16. Tidak terus bicara tanpa memberikan kesempatan bagi yang lain untuk berbicara.
17. Tidak kasar dan keras ketika berbicara.
Allah Ta’ala menyebutkan sifat Nabi-Nya Muhammad shallallahu alaihi wa sallam,
فَبِمَا رَحْمَةٍ مِنَ اللَّهِ لِنْتَ لَهُمْ وَلَوْ كُنْتَ فَظًّا غَلِيظَ الْقَلْبِ لَانْفَضُّوا مِنْ حَوْلِكَ فَاعْفُ عَنْهُمْ وَاسْتَغْفِرْ لَهُمْ وَشَاوِرْهُمْ فِي الْأَمْرِ فَإِذَا عَزَمْتَ فَتَوَكَّلْ عَلَى اللَّهِ إِنَّ اللَّهَ يُحِبُّ الْمُتَوَكِّلِينَ 
“Maka disebabkan rahmat dari Allah-lah kamu berlaku lemah lembut terhadap mereka.

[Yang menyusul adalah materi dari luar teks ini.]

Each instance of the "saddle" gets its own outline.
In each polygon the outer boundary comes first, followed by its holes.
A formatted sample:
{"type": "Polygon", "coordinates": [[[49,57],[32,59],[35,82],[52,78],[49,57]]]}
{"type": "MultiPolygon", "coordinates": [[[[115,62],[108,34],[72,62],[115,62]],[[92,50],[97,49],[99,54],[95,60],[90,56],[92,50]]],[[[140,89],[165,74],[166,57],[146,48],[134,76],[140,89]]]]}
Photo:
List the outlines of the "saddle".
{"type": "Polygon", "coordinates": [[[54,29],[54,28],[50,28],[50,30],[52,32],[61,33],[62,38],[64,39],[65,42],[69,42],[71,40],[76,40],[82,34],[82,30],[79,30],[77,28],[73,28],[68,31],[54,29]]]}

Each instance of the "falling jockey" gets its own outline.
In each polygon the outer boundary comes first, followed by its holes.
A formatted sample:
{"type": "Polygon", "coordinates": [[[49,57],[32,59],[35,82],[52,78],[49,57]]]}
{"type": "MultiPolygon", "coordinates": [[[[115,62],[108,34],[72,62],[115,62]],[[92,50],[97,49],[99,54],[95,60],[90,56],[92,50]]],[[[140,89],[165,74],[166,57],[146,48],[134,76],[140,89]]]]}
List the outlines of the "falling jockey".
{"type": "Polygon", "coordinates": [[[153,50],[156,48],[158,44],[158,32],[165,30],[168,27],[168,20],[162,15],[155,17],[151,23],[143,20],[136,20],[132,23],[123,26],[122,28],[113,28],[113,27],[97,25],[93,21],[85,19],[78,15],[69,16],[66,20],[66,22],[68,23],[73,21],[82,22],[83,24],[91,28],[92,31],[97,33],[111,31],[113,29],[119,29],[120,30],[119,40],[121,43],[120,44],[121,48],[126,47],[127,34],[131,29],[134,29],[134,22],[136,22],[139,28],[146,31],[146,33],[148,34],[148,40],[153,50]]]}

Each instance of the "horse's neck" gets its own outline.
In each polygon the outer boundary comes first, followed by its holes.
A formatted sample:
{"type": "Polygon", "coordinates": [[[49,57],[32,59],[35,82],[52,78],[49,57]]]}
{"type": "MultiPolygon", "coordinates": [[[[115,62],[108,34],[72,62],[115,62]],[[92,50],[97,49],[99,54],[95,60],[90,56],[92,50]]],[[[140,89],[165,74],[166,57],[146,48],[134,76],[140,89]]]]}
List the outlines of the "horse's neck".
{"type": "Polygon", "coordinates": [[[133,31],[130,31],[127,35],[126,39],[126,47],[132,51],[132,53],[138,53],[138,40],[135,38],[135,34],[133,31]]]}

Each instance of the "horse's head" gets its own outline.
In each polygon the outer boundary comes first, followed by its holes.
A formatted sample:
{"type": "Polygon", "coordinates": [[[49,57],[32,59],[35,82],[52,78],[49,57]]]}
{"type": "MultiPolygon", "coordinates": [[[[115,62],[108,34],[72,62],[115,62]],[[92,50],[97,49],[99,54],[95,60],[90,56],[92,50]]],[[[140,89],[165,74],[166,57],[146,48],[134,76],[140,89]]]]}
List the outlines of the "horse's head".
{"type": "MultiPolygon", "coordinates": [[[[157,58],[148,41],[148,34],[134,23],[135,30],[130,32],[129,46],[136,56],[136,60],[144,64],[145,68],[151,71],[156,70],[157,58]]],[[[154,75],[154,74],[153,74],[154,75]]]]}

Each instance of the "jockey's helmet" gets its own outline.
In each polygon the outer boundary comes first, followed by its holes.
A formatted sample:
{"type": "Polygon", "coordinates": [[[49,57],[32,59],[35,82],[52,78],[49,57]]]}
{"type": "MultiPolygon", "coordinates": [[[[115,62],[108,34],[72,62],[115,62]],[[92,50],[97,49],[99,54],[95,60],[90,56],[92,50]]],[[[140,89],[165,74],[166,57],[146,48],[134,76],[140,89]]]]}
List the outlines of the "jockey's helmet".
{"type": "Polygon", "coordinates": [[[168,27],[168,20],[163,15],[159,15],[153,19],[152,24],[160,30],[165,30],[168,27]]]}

Sekiranya kamu bersikap keras lagi berhati kasar, tentulah mereka menjauhkan diri dari sekelilingmu. Karena itu maafkanlah mereka, mohonkanlah ampun bagi mereka, dan bermusyawaratlah dengan mereka dalam urusan itu. Kemudian apabila kamu telah membulatkan tekad, maka bertawakkallah kepada Allah. Sesungguhnya Allah menyukai orang-orang yang bertawakkal kepada-Nya.” (Qs. Ali Imran: 159)
Wallahu a’lam, wa shallahu alaa Nabiyyina Muhammad wa ‘alaa aalihi wa shahbihi wa sallam
Marwan bin Musa
Maraji’: Maktabah Syamilah versi 3.45, Adabul Muslim fil Yaumi wal Lailah (Darul Wathan), Kutubus Sittah, Tuhfatul Ahwadzi bi Syarh Jami At Tirmidzi (Abul Alaa Muhammad Abdurrahman Al Mubarakfuriy), ‘Aunul Ma’bud Syarh Sunan Abi Dawud (Muhammad Asyraf bin Amir Al Azhim Abadi), dll.